Should I take a workplace pension?
In the majority of cases, the government and your employer contribute to your pension. This is the defining reason for people joining company pension schemes and contributions aren’t eligible for income tax.
You can usually take some of your workplace pension as a pension lump sum when you retire. 25% of that will be tax-free.
Defined contribution workplace pension schemes
Defined contribution workplace pension schemes are also known as money purchase or DC schemes, work by your employer selecting a pension provider who will invest the money you pay in. Many schemes operate what is known as a glidepath, moving your money into lower-risk investments as you near retirement so that you can maximise your income.
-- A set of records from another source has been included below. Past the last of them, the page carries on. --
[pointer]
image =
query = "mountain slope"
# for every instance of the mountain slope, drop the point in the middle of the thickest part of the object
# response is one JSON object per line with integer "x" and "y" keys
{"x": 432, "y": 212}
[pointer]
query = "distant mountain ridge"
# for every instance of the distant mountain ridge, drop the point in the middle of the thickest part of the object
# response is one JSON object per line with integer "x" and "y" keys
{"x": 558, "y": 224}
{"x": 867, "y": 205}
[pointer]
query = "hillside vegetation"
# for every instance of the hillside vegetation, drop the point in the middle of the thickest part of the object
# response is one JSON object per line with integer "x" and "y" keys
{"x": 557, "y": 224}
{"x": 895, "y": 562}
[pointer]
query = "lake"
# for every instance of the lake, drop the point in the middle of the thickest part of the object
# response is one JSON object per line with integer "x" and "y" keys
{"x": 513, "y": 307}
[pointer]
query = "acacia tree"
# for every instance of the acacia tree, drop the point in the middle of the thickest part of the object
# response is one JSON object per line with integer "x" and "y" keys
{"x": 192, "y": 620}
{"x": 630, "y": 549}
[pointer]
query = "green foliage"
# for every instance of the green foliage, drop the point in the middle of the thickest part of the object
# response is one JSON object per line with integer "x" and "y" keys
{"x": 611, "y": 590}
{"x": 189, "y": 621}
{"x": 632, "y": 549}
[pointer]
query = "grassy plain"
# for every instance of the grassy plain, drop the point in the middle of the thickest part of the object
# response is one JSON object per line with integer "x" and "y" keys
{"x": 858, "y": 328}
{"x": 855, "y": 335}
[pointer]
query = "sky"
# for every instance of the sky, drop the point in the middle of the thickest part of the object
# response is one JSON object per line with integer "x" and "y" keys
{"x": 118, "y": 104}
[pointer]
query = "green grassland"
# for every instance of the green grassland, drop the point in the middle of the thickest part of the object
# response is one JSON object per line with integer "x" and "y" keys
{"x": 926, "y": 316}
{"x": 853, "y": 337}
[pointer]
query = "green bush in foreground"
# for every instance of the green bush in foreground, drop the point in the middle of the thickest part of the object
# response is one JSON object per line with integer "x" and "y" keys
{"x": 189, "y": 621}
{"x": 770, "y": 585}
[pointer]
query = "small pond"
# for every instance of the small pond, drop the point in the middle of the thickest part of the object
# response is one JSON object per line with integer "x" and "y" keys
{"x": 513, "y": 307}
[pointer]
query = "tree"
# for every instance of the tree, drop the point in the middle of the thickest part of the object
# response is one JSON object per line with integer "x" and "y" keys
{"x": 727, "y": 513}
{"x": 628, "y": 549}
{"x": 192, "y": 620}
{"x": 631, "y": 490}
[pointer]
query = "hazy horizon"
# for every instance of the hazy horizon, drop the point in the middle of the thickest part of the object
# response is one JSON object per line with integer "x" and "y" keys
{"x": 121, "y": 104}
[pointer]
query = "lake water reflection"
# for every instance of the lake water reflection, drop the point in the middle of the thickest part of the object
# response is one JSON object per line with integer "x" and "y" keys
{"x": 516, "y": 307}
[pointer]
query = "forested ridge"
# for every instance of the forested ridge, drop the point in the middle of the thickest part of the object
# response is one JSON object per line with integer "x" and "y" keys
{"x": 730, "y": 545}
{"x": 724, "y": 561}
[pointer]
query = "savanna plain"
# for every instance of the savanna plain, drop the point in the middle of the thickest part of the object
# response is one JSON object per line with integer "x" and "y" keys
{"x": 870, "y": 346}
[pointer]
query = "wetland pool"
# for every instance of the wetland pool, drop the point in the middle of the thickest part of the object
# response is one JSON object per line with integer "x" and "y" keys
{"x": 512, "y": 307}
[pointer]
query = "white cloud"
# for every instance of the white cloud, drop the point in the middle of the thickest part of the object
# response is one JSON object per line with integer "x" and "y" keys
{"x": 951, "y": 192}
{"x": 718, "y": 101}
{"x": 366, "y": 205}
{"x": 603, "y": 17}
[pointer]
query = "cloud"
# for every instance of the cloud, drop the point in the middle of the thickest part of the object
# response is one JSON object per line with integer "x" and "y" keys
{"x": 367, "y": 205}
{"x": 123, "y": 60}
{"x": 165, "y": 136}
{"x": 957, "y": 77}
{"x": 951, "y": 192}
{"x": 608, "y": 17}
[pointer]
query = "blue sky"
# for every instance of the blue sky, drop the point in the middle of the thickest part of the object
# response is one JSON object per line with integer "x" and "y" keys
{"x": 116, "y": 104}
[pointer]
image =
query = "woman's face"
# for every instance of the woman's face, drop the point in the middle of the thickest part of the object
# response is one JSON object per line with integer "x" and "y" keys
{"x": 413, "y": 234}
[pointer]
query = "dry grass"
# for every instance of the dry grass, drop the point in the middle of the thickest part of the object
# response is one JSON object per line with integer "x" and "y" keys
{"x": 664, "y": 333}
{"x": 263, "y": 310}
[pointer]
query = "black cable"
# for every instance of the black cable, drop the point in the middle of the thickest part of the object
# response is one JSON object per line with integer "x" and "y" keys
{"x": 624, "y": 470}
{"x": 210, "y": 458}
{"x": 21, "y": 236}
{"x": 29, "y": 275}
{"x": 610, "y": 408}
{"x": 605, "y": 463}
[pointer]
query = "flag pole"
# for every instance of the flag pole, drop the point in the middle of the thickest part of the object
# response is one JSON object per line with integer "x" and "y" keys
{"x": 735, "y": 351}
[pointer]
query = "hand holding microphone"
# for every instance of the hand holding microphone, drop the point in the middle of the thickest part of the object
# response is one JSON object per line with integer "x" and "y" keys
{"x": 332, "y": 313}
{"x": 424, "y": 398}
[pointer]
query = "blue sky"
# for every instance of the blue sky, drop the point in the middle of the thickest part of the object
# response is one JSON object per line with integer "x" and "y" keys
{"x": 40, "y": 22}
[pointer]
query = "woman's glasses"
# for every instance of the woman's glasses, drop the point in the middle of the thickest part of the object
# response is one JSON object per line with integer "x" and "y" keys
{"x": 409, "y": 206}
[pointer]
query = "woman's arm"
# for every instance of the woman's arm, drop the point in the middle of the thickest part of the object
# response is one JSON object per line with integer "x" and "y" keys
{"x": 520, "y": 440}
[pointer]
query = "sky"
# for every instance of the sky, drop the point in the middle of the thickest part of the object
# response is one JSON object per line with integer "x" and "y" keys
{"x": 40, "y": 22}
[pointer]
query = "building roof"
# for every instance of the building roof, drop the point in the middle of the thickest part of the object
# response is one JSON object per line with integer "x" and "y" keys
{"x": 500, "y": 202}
The amount you get at retirement will depend on:
- the administration fees charged by the provider
- how much has been paid in
- how long you’ve been paying in for
- how well the investment has performed
Defined benefit workplace pension schemes
Defined benefit workplace pension schemes which are also known as final salary schemes, are being phased out in favour of defined contribution pensions. This is because they cost more to administer. They work by promising to pay out a certain amount when you retire, based on your salary and unlike DC schemes, which are based on your contributions. How the investments perform won’t affect what you get.
People who work in the public sector such as for the NHS, armed forces, police and teachers are enrolled in final salary schemes. This has led to criticism of public sector pension schemes as being more generous than private sector schemes and has been cause for reform.
Since 2012, all employers have had to offer a pension scheme to staff. All workers who earn above £10,000 a year will be automatically enrolled into a pension. Companies without a scheme of their own can enrol workers into the National Employment Savings Trust (Nest).
What happens to my pension when I change jobs?
If you have left a job, you can transfer your pension to the scheme at your new workplace. However, this can be complicated. If you are transferring out of a defined benefit scheme into a defined contribution scheme, for example, you should consider the fact that you are giving up a promised payment at retirement.
Transferring defined contribution schemes is much easier, you can just take the funds with you. However, consider any exit fees and the annual management charges on the new scheme, which could decrease your pot.